I totally agree with you on the taxes for tobacco because of the strain it puts on our healthcare system. I'm really sorry to hear about your dad, and glad that you decided to quit smoking that bad stuff, just like I did.


----------



## tcbud (Mar 22, 2009)

Before, during and after prohibition Beer was the drug of choice for the "working man".  Send the kid down to the local bar and have them bring home a bucket of beer.  A Bucket of Beer would ease the joints and relax the muscles.  I am pretty sure Nyquil is mostly alcohol too.
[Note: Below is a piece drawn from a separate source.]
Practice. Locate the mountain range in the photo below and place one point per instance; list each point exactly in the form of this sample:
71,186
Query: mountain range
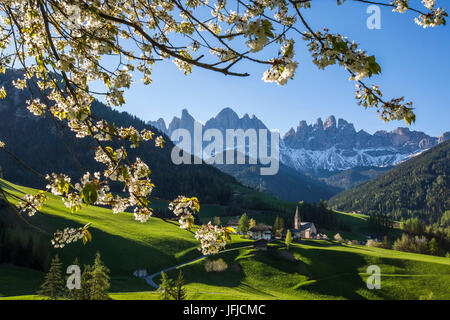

When I lived in Alaska, Juneau was the only city that had a closing time for Bars.  They passed an ordinance to close them at 2a.m on weeknights.  That way the goverenment workers made it to work during the week.  Friday and Saturday bars closed at 5 a.m.  Most did, all over Ak.  Then some would open again at 6 a.m. giving the swamper an hour to sweep floors and clean heads.  The one I worked in, thank goodness opened back up at 10 a.m. or I would have been late to work.
Alcohol is used as a drug for many I think.  It sure helps a person forget things for a little while anyway.


----------



## marcnh (Mar 22, 2009)

I believe washington is "24 ounces of dried cured marijuana every 60 days and as many plants as needed to keep up with this personal supply."  Thats from the back of a medical marijuana card. It's easy to get one of these cards.


----------



## NorCalHal (Mar 23, 2009)

They have been taxing MMJ purchases at dispensary leval for a couple of years now.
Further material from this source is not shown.